Pressure gauges are a vital component in any system, helping users determine whether the process is running safely. Once they have been calibrated, pressure gauges are one of the most reliable tools for process monitoring and control. However, no matter how robust your pressure gauges may seem, eventually they will need replacing.
If you notice that you are fitting new gauges more often than you expect, it’s important to look for the cause of premature failure. A broken gauge can be the sign of something else in your system malfunctioning or working inefficiently, and not knowing whether a pressure gauge is reading accurately can lead to poor decision making.
Unsurprisingly, human error is one of the most common causes for mechanical components to fail or display incorrect readings. This could be a simple as installing the gauge incorrectly, installing the wrong type of gauge or accidentally damaging the instrument during inspection, calibration or use.
Make sure that the pressure gauge is installed somewhere with a low risk of damage. This includes making sure that it can be easily read – you don’t want someone forcing it into a different position just so they can see the meter better.
It might sound obvious, but if you’re using highly-corrosive media, check that your gauge is made from the right materials. If it isn’t designed to resist the substance that’s flowing through your system, the media will be damaging the internal mechanism of the gauge.
You may be able to replace your gauge with a more robust model or install a diaphragm seal that can tolerate the corrosive material in your process.
If you are working with media that is prone to build-up or crystallisation, it may be that your pressure gauge essentially becomes clogged. This is especially dangerous as a clogged gauge will typically ‘freeze’, indicating a safe reading when actually the system is under increasing pressure due to build-up.
Protect your pressure gauge by installing a diaphragm seal that uses flushing ports to keep the seal free from build-up.
Hopefully you have installed a gauge that is appropriate for your standard system pressure, however, check that it’s capable of tolerating abnormalities in the pressure flow too. For example, if the system relies on pumps that switched on and off or valves that open and close, the associated surges can cause the pressure gauge to spike, damaging it.
Ensure that the maximum pressure tolerance for the gauge far exceeds the expected pressure in your system, so that occasional spikes or surges in delivery don’t cause problems.

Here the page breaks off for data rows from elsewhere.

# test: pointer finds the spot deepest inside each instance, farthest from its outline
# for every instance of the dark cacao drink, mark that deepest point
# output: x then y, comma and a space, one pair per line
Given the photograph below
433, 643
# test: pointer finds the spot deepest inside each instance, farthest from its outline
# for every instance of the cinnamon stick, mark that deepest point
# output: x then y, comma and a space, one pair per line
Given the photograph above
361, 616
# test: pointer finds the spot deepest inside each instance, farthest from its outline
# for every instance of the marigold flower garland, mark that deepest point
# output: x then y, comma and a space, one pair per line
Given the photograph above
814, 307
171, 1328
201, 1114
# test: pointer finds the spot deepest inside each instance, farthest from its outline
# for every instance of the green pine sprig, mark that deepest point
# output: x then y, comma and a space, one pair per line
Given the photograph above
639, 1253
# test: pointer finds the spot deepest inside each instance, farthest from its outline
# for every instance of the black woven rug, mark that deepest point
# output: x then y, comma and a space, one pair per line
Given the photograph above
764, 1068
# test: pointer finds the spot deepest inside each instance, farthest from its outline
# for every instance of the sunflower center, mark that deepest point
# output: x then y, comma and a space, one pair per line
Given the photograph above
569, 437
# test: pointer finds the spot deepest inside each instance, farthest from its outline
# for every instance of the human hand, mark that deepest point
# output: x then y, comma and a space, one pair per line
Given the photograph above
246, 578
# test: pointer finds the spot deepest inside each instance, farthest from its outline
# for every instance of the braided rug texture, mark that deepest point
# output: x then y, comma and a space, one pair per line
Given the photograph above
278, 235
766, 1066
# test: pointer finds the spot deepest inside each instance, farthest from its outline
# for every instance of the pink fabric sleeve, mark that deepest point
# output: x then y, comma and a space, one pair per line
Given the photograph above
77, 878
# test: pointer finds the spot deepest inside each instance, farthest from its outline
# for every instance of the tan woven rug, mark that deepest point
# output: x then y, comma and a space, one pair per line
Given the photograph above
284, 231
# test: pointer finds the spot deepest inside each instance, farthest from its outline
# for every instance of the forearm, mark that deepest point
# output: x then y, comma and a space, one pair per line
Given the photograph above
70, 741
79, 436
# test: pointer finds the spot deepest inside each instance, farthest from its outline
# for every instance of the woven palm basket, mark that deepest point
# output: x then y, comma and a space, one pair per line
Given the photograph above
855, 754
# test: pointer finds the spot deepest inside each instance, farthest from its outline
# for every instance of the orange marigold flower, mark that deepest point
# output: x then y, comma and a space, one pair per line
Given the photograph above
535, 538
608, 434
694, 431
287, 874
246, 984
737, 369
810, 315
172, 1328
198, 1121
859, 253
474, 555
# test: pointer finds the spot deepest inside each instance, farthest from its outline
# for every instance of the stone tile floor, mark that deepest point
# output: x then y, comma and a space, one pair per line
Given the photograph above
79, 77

Pulsating media flowing through your pipes is damaging in the same way as overpressure. By causing your pressure gauge to rapidly spike with an overpressure reading, it will cause the internal mechanism to wear down faster than usual.
A ‘pressure snubber’ or restrictor will regulate the pressure of your media by restricting the size of the intake channel into the gauge. This will ultimately result in a smoother, more consistent reading as well an prolonging the life of the gauge.
In a pressurised environment, it’s not unusual for various parts of equipment to vibrate. However, continuous and excessive vibration can negatively affect your pressure gauges, incrementally damaging the pointer mechanism so that it moves off zero. You may also find that, depending on your gauge, it’s difficult to accurately read the pointer due to the excessive shaking from equipment vibrations.
To avoid this, install a vibration-resistant gauge that is filled with liquid or oil to dampen the effects of the vibration. Alternatively, you could affix the gauge to a remote, stationary mount and use a capillary line to connect it to your piping.
Make sure your gauge is rated for the temperatures it’s working at, otherwise you may find that extreme temperatures are causing faulty readings and damage. Excessive heat can cause metal joints to become loose and crack, while very low temperatures can affect the motion of a pressure gauge.
It’s common for industrial processes to use high-pressure steam at some point in the system. However, if these vapours are able to seep into the mechanism of your pressure gauge, they can cause the internal mechanism to weaken and eventually fail.
The best prevention for this is to install a mini-siphon that that cools hot gas and vapour in an internal chamber to minimise the effect on the gauge.
If you are having trouble with gauges that are repeatedly failing, these are the most common causes to look out for. Identifying the cause of the problem will not only alleviate your frustration, but make sure that your equipment is reading accurately for safer, more efficient processes.